How to Play Triplets on the Guitar
Playing triplets on the guitar is a good way to add variety to your music. When you divide a quarter-note beat into two equal parts, it’s called an eighth note. When you divide a beat into three equal parts, it’s called an eighth-note triplet. A triplet is considered an irregular rhythm because its metric value is an odd number, as opposed to regular rhythms like eighths and sixteenths, which subdivide evenly.
Playing triplets is a little tricky at first because it feels as though the music has changed tempos and/or time signatures, but when you get a sense of the triplet’s oddness (pun intended), you find that the irregular rhythm is actually a regular player in music.
You see triplets used below. Like eighth notes, they have flags and are connected with beams, but triplets will always have a number 3 above them and often a bracket as well.
Triplets are counted in one of three ways:
Use the two syllables in the word triplet together with the beat number. For example, “1 trip-let, 2 trip-let, 3 trip-let, 4 trip-let.” You count this example “1, 2, 3, 4 trip-let.”
Count 1 and a. This example can also be counted “1, 2, 3, 4 and a” or “1, 2, 3, 4 & a.”
Simply use 123. The example above can also be counted “1, 2, 3, 123.”

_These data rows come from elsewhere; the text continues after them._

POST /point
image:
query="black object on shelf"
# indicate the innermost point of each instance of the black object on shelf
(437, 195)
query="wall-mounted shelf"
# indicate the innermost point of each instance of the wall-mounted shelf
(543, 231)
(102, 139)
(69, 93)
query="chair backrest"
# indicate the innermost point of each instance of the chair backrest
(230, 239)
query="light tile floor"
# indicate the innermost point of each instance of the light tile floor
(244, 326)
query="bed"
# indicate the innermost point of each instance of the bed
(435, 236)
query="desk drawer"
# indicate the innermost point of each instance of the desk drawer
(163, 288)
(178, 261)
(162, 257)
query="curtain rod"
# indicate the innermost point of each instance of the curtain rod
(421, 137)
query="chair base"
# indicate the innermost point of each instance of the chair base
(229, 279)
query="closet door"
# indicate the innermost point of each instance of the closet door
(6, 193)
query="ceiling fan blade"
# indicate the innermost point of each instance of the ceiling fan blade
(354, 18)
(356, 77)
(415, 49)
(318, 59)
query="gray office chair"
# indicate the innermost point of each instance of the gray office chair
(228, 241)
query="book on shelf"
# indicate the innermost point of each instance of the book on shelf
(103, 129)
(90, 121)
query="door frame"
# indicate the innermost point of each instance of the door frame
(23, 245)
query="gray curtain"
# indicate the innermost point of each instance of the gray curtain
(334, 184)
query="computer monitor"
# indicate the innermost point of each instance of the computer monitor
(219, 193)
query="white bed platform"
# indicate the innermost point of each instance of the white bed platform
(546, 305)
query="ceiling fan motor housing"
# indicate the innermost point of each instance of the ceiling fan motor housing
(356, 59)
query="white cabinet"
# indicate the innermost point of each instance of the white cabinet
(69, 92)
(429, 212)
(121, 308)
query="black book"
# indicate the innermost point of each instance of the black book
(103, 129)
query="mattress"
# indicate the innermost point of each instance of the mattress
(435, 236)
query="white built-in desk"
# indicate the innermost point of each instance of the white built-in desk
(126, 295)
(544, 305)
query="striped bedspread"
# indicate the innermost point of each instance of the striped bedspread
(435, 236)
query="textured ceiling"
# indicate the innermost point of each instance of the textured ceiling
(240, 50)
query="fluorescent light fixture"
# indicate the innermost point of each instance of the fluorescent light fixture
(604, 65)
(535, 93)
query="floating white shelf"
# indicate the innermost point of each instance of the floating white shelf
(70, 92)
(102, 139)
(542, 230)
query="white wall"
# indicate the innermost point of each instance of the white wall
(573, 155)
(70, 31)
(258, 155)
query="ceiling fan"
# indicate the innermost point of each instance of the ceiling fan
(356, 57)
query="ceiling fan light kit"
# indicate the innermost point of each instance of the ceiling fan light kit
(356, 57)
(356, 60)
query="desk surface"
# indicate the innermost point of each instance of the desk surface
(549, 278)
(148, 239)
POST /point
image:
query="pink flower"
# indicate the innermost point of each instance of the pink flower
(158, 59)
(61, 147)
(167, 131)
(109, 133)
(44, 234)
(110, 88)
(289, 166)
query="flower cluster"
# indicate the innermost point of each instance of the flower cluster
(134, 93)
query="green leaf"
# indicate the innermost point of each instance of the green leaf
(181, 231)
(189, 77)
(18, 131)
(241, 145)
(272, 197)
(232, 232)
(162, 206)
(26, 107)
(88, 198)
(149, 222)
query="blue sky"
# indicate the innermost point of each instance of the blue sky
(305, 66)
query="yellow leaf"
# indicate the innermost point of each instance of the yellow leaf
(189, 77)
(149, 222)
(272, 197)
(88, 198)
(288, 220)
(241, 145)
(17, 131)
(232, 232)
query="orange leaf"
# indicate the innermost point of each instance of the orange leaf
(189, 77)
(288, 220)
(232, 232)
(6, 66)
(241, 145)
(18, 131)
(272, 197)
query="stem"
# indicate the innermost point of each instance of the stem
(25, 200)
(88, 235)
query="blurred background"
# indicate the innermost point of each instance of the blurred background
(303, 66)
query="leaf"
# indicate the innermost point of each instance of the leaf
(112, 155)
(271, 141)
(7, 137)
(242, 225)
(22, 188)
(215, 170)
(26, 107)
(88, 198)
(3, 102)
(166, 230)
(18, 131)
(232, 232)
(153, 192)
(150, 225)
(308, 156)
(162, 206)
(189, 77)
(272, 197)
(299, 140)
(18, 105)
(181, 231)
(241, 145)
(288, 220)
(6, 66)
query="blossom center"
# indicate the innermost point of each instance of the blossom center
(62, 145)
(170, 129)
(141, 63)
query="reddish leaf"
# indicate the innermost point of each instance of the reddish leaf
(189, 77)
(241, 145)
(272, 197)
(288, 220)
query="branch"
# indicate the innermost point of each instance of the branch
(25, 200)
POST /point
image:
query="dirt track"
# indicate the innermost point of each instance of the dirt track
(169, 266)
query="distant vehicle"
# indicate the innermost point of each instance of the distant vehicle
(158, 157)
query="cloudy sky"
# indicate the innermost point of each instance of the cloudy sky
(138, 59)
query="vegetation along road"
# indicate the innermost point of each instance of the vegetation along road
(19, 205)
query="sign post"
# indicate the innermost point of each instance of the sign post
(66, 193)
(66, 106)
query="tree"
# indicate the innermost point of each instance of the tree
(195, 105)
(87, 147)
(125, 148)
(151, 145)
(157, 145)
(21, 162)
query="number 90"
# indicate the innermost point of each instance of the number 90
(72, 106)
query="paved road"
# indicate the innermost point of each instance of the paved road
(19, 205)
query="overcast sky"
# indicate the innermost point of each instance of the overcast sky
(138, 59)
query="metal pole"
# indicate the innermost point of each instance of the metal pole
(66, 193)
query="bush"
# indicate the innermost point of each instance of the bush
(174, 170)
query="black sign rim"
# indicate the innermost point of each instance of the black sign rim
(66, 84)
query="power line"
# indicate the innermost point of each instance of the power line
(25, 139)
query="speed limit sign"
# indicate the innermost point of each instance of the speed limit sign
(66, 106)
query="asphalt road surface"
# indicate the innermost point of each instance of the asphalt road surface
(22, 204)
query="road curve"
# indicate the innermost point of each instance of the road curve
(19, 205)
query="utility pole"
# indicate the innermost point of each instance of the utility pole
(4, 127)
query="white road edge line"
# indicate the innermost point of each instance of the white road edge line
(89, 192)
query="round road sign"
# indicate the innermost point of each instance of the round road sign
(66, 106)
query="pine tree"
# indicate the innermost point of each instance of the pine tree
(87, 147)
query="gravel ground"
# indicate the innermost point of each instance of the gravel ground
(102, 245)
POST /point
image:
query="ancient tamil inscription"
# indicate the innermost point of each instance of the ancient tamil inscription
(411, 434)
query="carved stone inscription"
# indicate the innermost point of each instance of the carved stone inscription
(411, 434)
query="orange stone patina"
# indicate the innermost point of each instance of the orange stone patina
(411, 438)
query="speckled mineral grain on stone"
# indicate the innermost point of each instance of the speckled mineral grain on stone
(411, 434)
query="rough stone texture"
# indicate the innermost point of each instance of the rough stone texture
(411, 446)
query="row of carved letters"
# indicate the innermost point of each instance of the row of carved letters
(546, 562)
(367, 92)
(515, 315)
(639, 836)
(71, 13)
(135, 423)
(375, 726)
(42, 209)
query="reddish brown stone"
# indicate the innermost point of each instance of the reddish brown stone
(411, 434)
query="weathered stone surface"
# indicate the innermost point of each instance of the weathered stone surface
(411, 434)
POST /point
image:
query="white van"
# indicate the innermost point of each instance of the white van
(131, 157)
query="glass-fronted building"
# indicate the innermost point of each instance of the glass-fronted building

Transitioning from quarter notes to eighth-note triplets is not simply a matter of doubling your rate; it’s a matter of increasing your rate from one that is even-based to one that is odd-based. As a result, there isn’t always a way to neatly arrange the downstrokes and upstrokes you use while strumming. When you get to the triplet group at the end of each measure, you strum it either “DUD” or “DDD.” You can try it both ways for now.
Notice that when you strum “DUD,” you need to make an adjustment when you begin the next measure, a quick change back to a downstroke. Another option is to play beat one of the next measure with an upstroke, and then get yourself turned around straight to play beat two with a downstroke.
Perhaps the most universally recognizable example of using triplets is heard in the main theme to Star Wars. Tap it out right now from memory, and you’ll understand. Triplets are also featured in the 20th Century Fox fanfare you hear at the beginning of many films.
Next, you play triplet eighth notes on every beat. Because you strum at a steady rate throughout, in this case, you can consistently alternate between downstrokes and upstrokes without needing to make any adjustments. You see down and up arrows above the staff in the example.
The only thing that may seem unusual to you is striking downbeats two and four with upstrokes. You also have the option of playing all of this example with downstrokes.
It’s very rare to strum constant triplets like you see above. The only example that comes to mind is “All My Loving” by The Beatles. It features a rhythm guitar that strums through the chord changes using constant triplets at the rather fast rate of 154 BPM.
The example below introduces you to the triplet eighth-note rest, which looks like a regular eighth-note rest, but like its eighth-note counterpart, is set apart through the use of a triplet bracket. When you get to the triplet sets, you play only the first two triplet beats, and then rest on the third one.
Beginning with beat three in the second measure, you count it “3 trip (let), 4 trip (let),” with a rest on each “let” (hence, the parentheses). In this example, it works well to use all downstrokes and dampen the strings with the side of your picking hand during rests. Add some distortion to sound like “For Whom the Bell Tolls” by Metallica. The same song also features a second guitar that plays a melodic motif set to triplets.
Next, you see an example of tied triplets. Here, the first two parts of each triplet are tied together, giving you alternating long and short notes. You can strum either with downstrokes and upstrokes as notated, or with all downstrokes.